The evidence so far suggests that the government might try to defend its poor performance record, or the weak report card, because it has to do it any way in Geneva by citing domestic difficulties. To defend it internationally, the government might also need to recalibrate its external relations and seek new domestic as well as global allies who are skeptical of, and even opposed to, the Geneva process. This is the topic which Sri Lanka’s foreign policy watchers of domestic political developments, me included, would monitor with great interest during the next few months to come. While seeking new allies, President or the Prime Minister should not ignore the broad coalition that made possible the regime change of January 2015. Nor should they turn their back on the reform agenda for good governance, democracy, and peace building. Now it is time for them to take some serious steps towards course correction. Revisiting the January 2015 reform agenda will certainly be helpful.

Meanwhile, the government’s external, or foreign, policy activities seem being conducted through two centers, President’s office and Prime Minister’s office. This is an extremely interesting new development. The thinking and action at both centers seem so far seem to be complementary, although there is no proper public acknowledgement of it by the leaders themselves. In fact, re-negotiation of economic relations with China appears to have been undertaken by both the President and the Prime Minister.

There seems to be policy convergence between the SLFP led by the President and the UNP led by Prime Minister Wickremasinghe. Both centers show signs of being non-ideological, non-combative and principled in their perceptions of the world and global affairs.  Quite significantly, and refreshingly, they don’t have advisors who give long lectures to Western diplomats in their capitals on international law, politics or colonialism.  President Sirisena’s modest and simple personal demeanor is an added asset. It is the policy of ‘friendship with all; enmity with none’ that in my view has made it possible for the President to be invited to the G-7 Summit.

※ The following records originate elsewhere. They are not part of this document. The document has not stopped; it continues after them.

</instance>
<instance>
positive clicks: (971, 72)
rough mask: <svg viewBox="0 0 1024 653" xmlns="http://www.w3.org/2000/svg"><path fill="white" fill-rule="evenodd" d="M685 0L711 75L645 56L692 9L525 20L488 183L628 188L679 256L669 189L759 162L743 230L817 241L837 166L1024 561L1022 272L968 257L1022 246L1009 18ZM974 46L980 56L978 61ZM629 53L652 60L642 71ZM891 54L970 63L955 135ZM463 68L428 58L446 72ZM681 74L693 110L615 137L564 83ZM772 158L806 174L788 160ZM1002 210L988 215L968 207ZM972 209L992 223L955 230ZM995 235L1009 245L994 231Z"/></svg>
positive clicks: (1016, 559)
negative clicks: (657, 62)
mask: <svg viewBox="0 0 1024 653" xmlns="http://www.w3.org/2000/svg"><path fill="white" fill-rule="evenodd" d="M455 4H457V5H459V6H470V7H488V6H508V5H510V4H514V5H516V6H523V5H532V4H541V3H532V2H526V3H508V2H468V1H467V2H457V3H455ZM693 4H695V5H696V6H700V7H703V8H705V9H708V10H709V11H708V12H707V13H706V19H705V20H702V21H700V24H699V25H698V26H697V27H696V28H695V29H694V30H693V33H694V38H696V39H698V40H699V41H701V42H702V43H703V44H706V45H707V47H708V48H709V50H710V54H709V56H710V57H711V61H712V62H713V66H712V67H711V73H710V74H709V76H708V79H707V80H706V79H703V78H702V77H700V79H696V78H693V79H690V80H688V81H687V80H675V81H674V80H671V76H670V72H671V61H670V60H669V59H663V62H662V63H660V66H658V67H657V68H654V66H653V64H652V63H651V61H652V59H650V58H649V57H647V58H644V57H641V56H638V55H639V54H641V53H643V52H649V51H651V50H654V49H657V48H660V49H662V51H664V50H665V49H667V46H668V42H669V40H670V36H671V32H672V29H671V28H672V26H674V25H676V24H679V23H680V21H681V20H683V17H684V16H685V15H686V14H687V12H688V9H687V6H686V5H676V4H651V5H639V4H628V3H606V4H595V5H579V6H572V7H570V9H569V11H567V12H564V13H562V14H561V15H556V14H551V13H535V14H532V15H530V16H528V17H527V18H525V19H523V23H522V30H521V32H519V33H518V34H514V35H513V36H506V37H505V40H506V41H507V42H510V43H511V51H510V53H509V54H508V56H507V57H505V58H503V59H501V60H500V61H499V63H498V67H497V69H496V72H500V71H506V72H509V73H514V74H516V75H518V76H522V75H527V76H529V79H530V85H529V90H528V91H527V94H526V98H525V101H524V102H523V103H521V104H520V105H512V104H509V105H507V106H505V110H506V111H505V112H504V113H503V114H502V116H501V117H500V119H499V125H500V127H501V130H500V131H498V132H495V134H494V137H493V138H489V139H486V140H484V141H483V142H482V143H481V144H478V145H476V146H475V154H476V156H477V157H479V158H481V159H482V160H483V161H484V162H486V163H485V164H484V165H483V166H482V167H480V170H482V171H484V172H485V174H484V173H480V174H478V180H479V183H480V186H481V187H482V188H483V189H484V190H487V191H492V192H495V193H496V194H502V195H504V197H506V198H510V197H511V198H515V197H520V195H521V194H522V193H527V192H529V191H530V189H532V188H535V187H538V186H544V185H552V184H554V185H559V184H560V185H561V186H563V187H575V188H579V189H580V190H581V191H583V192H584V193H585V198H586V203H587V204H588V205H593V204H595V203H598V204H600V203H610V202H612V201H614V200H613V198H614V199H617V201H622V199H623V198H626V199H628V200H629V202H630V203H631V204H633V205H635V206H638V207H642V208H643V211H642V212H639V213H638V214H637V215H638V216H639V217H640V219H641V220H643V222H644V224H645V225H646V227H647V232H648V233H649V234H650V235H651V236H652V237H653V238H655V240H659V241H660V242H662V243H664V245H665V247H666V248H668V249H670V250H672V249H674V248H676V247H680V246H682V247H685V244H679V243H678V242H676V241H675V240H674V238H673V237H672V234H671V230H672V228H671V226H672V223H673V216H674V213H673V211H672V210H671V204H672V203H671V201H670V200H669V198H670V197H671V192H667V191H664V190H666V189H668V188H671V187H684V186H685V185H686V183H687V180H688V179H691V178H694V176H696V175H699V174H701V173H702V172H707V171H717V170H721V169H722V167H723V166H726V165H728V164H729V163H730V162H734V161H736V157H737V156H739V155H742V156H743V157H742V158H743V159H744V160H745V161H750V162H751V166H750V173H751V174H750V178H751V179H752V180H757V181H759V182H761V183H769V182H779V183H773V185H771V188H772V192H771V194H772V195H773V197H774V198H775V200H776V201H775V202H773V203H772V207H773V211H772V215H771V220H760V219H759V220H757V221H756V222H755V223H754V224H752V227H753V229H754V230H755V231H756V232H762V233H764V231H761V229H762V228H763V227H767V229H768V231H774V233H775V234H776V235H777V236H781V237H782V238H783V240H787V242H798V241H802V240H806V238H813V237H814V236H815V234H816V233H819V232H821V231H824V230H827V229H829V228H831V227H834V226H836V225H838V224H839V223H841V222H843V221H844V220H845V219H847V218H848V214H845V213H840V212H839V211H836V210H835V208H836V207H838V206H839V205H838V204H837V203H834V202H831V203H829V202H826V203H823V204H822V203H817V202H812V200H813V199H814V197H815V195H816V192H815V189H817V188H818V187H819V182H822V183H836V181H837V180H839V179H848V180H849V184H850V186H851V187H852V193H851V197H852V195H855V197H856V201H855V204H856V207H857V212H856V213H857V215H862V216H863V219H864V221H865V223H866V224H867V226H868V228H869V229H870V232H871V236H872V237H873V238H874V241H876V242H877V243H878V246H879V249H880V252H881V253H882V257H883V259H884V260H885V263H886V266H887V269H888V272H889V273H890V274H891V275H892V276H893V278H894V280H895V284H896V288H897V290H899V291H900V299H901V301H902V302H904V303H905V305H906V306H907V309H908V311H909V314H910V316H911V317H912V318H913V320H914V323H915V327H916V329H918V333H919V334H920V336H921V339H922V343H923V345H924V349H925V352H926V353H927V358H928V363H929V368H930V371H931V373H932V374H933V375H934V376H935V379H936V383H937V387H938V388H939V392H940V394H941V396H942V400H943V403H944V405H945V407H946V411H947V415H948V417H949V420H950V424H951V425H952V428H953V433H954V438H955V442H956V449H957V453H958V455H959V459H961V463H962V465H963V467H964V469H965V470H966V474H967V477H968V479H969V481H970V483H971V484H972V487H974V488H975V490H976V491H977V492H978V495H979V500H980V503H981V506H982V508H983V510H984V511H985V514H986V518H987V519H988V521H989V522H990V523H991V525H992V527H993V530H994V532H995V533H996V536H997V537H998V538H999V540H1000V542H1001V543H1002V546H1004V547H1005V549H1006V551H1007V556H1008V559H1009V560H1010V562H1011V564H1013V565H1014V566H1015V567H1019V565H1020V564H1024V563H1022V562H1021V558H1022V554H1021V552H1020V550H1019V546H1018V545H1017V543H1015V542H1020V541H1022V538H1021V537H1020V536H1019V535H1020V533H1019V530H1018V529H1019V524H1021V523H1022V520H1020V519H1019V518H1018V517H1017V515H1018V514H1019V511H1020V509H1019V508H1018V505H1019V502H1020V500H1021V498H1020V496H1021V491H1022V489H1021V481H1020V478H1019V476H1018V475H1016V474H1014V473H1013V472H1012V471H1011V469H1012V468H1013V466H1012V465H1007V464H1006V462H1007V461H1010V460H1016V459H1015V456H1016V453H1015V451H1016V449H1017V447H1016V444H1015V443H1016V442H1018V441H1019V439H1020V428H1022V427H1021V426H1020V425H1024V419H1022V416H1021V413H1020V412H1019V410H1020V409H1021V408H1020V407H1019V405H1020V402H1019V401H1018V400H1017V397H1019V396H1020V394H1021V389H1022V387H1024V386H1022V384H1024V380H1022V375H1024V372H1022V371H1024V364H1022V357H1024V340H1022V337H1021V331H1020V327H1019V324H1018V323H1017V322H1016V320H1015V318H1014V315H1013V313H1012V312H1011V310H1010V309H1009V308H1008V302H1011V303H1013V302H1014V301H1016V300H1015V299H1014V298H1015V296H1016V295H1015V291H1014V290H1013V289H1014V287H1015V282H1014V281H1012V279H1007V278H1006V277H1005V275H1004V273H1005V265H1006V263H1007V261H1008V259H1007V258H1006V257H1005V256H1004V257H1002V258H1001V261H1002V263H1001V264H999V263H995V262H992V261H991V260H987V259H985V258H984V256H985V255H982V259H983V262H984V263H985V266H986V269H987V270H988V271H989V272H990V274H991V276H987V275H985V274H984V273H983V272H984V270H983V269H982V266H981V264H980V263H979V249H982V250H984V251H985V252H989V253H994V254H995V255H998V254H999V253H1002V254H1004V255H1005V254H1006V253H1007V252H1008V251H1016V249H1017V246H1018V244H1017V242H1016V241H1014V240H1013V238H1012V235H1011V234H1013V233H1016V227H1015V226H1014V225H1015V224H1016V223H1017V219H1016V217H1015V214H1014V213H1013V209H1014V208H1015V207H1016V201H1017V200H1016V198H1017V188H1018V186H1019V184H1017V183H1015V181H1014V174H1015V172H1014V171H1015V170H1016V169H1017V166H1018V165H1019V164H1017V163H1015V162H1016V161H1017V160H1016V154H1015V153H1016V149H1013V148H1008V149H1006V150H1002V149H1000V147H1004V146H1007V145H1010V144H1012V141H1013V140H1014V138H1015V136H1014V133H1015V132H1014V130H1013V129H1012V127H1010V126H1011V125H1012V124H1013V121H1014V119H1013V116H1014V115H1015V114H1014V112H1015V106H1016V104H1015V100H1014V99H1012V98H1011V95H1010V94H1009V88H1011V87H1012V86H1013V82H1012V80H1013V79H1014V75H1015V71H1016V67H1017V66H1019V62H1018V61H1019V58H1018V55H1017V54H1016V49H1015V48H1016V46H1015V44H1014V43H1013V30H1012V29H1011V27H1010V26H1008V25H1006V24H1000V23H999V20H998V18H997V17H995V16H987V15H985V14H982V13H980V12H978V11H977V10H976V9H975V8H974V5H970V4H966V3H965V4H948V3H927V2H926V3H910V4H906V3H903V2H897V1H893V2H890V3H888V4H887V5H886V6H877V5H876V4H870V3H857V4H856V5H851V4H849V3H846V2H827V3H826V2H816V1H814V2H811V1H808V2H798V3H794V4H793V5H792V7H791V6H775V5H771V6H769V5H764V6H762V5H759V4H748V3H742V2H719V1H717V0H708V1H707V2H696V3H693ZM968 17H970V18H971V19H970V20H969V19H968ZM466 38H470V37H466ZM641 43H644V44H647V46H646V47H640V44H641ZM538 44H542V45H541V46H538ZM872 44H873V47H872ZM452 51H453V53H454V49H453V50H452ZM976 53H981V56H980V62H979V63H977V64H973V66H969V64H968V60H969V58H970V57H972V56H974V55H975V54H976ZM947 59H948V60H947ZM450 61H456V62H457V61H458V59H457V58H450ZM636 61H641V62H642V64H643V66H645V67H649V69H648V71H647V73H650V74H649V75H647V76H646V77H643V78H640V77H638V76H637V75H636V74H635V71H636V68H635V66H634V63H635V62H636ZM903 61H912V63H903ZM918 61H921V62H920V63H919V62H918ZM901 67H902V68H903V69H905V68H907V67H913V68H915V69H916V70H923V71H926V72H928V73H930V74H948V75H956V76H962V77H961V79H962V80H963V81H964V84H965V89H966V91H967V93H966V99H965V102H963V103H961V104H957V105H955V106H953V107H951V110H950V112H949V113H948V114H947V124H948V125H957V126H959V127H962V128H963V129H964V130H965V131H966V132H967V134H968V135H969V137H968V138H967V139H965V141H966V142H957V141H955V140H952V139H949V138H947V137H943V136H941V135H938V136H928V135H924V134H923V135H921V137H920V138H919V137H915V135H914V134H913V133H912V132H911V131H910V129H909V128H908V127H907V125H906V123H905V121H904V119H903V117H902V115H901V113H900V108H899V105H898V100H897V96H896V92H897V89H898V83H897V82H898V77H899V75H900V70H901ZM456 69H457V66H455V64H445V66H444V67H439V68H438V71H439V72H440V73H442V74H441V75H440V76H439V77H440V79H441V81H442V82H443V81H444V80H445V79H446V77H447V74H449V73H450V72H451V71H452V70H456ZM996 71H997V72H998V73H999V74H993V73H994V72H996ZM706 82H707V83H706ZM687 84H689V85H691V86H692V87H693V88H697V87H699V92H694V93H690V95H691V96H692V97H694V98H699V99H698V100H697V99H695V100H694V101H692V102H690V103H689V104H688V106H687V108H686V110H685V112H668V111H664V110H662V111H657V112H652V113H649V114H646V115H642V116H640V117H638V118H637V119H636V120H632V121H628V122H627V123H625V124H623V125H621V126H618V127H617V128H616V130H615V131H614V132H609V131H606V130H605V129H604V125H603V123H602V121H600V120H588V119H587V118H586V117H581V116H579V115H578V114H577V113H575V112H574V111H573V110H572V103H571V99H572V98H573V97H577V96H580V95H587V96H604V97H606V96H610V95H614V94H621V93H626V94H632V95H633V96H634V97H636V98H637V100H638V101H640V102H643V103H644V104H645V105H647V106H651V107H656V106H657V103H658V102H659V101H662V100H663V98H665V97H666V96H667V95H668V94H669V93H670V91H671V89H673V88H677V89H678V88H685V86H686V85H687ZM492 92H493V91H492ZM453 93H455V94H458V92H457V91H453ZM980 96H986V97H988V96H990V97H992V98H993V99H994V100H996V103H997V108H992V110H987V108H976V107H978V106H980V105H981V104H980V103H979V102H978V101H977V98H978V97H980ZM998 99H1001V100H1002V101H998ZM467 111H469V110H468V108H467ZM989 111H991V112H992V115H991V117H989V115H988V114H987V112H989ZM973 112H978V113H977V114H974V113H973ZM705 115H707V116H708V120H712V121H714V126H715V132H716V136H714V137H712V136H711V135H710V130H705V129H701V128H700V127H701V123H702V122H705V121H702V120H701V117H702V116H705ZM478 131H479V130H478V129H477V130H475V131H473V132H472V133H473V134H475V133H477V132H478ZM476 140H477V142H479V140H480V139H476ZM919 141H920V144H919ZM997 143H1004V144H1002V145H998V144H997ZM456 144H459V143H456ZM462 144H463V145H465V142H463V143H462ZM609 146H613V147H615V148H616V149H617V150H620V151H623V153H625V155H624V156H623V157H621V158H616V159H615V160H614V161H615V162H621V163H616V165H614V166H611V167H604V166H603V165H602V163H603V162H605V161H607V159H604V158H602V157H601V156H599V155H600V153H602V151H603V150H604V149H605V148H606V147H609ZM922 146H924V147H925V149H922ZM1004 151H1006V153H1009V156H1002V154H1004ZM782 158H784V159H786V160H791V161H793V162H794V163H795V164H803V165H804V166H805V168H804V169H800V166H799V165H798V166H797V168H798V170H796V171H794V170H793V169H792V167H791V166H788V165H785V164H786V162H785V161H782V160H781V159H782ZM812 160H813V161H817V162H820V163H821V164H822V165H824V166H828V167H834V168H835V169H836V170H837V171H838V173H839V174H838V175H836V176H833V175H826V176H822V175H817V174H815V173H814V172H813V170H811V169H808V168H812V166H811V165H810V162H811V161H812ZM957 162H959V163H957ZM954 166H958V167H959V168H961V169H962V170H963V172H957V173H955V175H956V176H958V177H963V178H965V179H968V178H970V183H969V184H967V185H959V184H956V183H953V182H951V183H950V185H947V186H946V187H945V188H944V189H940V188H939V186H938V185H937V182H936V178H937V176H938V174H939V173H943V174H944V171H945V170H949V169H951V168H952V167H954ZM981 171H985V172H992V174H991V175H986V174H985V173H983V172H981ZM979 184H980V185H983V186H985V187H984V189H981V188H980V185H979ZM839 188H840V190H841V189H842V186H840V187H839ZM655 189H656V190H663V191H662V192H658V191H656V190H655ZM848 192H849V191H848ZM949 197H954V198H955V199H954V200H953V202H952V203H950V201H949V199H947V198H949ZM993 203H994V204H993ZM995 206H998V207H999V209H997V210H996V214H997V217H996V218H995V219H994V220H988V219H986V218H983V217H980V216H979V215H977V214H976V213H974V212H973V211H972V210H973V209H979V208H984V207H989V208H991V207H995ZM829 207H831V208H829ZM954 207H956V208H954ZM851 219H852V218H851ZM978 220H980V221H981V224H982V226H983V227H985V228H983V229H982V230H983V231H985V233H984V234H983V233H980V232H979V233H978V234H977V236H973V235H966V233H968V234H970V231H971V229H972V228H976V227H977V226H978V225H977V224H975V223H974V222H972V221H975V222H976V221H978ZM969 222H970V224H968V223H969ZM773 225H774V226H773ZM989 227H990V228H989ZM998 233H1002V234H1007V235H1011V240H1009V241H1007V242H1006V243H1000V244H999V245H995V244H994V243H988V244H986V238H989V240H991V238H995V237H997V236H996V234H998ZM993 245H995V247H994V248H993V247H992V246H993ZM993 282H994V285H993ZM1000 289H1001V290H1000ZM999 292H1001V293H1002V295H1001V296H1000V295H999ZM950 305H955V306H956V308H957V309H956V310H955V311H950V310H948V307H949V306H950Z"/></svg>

The government’s foreign policy strength perhaps lies in the position of equidistance it is now maintaining with regional, continental and global powers. In a world where (a) there is no bipolarity, and there are old and emerging global powers in rivalry as well as acting in cooperation, and (b) regional centres of power emerging as important players in the global arena, Sri Lanka’s foreign policy can, and should, not be informed by dogmatic adherence to ignorance. This government has taken Sri Lanka’s foreign policy to a post-ideological, post-egoistic, and post-confrontational phase. Some critics may not see the value of it. Yet, the realization of it is no mean achievement for any government.